Round 1
Questions: I was given a log file of conversation like this:
"maria: hi, john: hello hi bye bye, maria: pls dont go"
and a helper function parse_log
that would process the file so I would get a list like this:
[(\'maria\', 1), (\'john\', 4), (\'maria\', 3)]
calculating the word count per message. I had to return top N talkative users.
Candidate's Approach
I used a dictionary to calculate word count per person and then made a min heap with "-" to simulate a max heap. The issue is I made a heap of size P (number of people) instead of capping the heap at N (number of top users we need). I finished coding with 20-25 minutes left and then the interviewer pointed to a portion of my code and said I have a bug there. I figured it out immediately. She pointed to another portion for another bug, I took a while but figured it out and fixed it. It can be considered syntactical. Then she asked me to provide some test cases which I did (ties, empty list from parse_log
, etc). Then she asked me for time complexity which I explained and generalized to O(M log U) where M = messages and U = users.

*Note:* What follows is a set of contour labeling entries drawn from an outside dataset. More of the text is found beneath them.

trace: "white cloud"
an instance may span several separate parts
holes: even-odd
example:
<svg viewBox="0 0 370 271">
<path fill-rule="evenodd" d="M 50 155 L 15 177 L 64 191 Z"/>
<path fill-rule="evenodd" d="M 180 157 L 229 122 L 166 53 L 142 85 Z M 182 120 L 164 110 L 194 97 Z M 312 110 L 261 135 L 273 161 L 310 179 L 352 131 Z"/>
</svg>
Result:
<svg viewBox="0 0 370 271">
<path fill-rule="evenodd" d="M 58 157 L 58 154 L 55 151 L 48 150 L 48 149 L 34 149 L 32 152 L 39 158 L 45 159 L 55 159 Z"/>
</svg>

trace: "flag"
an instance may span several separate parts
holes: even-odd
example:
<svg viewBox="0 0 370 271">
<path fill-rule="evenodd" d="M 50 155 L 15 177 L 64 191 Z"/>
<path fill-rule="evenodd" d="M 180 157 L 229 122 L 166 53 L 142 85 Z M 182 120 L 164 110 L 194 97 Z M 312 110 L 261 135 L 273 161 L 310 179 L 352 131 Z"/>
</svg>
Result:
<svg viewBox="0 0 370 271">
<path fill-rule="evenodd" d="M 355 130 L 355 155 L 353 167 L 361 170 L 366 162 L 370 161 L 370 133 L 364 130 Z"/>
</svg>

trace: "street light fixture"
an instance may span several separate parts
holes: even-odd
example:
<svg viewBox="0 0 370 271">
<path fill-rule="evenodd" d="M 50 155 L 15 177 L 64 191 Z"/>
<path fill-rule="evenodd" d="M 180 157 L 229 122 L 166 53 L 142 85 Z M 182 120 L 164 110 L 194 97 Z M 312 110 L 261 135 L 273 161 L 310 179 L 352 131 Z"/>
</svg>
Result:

The biggest issue is that I added all my dict items to the heap (size U) instead of capping it at size N. It was a painfully obvious thing I knew I should do but forgot to as I was coding. So I did not even remember to mention it. The time complexity could have greatly been reduced if I used a heap of size N i.e. O(M log N) which is significant for when N << U. The whole point of a heap is to keep track of top/least/superlative N elements without storing the entire list. But I fumbled it.
Interviewer's Feedback
No feedback provided.